Crawford's article proved to be a provocative read, and, though there was disagreement with parts of it, with one point there was general agreement. Work done with your hands can't be outsourced! Given the current perplexity in the economy, that is a good thing.
"Work" carries a load, even as a word. The word "work" in the Merriam-Webster Online Dictionary has twenty-six definitions. Our definitions included working for pay/means of livelihood, volunteering for "symbolic" pay and engaging in any activity that involves effort. (One person observed, in planning a big birthday party, she had used all the skills she once used in publishing!)

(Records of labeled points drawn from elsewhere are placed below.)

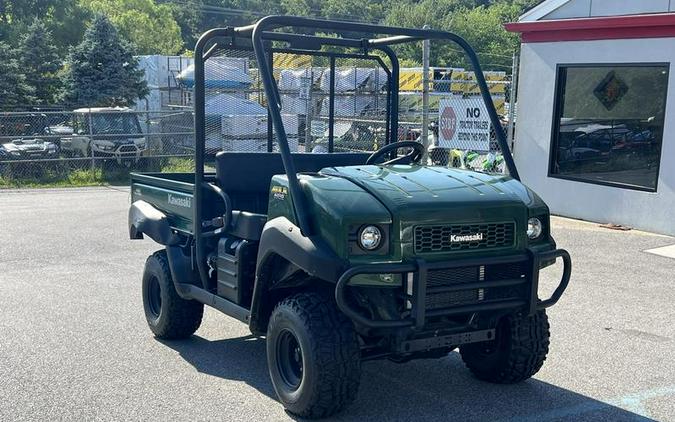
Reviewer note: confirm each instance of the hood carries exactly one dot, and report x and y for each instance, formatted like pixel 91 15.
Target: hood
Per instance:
pixel 442 194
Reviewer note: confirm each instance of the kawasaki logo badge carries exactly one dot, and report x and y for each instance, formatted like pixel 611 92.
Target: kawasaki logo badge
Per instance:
pixel 178 201
pixel 466 237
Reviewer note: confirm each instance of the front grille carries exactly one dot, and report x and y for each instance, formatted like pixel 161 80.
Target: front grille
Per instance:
pixel 442 238
pixel 128 149
pixel 464 275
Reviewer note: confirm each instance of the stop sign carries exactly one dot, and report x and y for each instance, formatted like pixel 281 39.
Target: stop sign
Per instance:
pixel 448 123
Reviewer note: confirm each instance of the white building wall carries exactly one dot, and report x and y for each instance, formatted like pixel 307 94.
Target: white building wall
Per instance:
pixel 643 210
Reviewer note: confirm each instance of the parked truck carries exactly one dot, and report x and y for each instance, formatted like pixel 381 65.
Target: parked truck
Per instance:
pixel 105 132
pixel 337 258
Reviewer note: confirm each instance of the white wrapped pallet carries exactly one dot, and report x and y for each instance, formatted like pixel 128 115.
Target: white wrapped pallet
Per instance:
pixel 354 79
pixel 294 79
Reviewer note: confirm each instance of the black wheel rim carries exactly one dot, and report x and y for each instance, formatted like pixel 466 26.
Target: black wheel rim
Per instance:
pixel 154 297
pixel 289 359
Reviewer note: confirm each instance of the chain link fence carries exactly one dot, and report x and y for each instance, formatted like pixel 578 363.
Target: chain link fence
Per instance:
pixel 92 144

What is the role of work in a life fully lived? To this question, there were as many responses as people in the room. For some, security has been/is paramount; for others, regular, messy upheaval has been most important. Many of the possibilities in between were presented as well.
In our career years, work was often the way we defined ourselves. I am lawyer, a doctor, a professor of English etc. However, at this stage of our lives, as I see it, we stand on the shore of a new invitation--to open our lives to something more--to what is left undone. To do this, it is important to let our hearts enjoy a different rhythm and to have the courage for a new approach to time.

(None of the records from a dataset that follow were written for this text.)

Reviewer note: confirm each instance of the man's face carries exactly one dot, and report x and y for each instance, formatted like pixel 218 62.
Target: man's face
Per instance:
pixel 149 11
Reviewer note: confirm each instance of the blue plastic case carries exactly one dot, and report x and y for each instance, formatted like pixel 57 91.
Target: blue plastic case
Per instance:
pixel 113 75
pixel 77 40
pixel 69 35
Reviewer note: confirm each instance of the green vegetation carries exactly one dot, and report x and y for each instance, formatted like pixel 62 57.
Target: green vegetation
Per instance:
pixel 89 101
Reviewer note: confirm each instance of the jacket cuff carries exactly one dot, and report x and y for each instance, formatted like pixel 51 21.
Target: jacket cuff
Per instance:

"Allow [time] to slow until you find freedom to draw alongside the mystery you hold and befriend your own beauty of soul," is how John O"Donohue describes it in his blessing, "For Retirement." "Now is the time...to awaken the depths beyond your work and enter into your infinite source," he concludes.
If we are to accept this new invitation, then our relationship to work, as we knew it in our career years, has to change. One of the sweet discoveries of this place of transitioning is the different experience of time and all the discoveries that come with slowing down.
It is from this slowing down place that "our gaze seems to soften" (Crawford's phrase) and our definition of work, too. Work becomes "any activity (a new venture, or not) we choose that involves effort" along with (likely) feelings of pleasure, enjoyment and a sense of well-being.